Claude's first attempt targets FRED, where it finds the overall homeownership rate but struggles to locate age-specific breakdowns. It then switches to the Census Bureau website, encounters a 403 error (the site blocks non-browser requests), and fixes the issue by adding a user-agent header. Ultimately it identifies two useful tables: Table 19 (quarterly rates by age, 1994-present, broad groups) and Table 12 (annual household counts by detailed age, 1982-present, requiring rate computation). Claude pulls both, parses the messy Excel formatting, and produces clean CSVs in about six minutes.

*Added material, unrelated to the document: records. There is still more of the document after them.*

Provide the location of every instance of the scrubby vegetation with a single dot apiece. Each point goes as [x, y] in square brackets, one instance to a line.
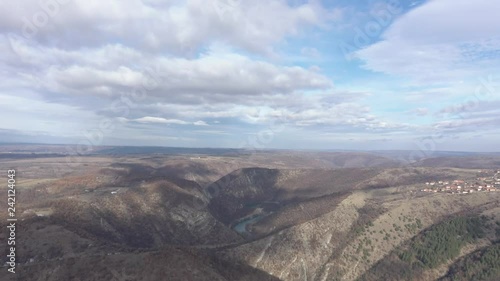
[444, 241]
[430, 249]
[481, 265]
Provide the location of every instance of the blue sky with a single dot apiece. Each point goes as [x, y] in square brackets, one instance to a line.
[256, 74]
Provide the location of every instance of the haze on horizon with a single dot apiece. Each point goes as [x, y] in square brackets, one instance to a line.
[298, 74]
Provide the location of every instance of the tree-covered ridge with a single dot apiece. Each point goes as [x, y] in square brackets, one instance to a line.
[444, 241]
[430, 249]
[482, 265]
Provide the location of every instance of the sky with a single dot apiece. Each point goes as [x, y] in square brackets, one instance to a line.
[261, 74]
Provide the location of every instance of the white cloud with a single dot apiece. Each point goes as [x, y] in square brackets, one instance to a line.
[429, 44]
[159, 120]
[175, 26]
[200, 123]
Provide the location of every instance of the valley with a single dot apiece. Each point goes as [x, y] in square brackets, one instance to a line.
[125, 217]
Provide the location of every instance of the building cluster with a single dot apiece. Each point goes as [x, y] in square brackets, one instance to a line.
[480, 184]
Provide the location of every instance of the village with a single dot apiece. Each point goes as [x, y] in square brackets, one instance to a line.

For figure generation, Goldsmith-Pinkham uses his "number one cheat": telling Claude to follow Kieran Healy's visualization best practices. Claude writes 77 lines of R/ggplot2 code, debugs font rendering issues with the Cairo graphics device, and produces a first-draft figure. When asked to switch to an age-distribution view with finer age buckets, Claude re-downloads more granular data, re-parses it, and regenerates the figure -- even catching and fixing overlapping year labels on its own. The final product shows homeownership rates by age at different points in time, revealing the post-crisis decline among younger households and the 2004 peak.

Relevance to Economics Research

This article provides a concrete template for the exploratory data analysis phase of empirical economics projects. The workflow -- vague question to data acquisition to figure iteration -- maps directly to how researchers scope new projects. The emphasis on generating reproducible scripts (rather than interactive one-off outputs) and retaining researcher judgment over presentation choices makes this approach compatible with the norms of academic research. The comparison between Claude Code and Cowork is particularly useful for researchers deciding which tool to adopt.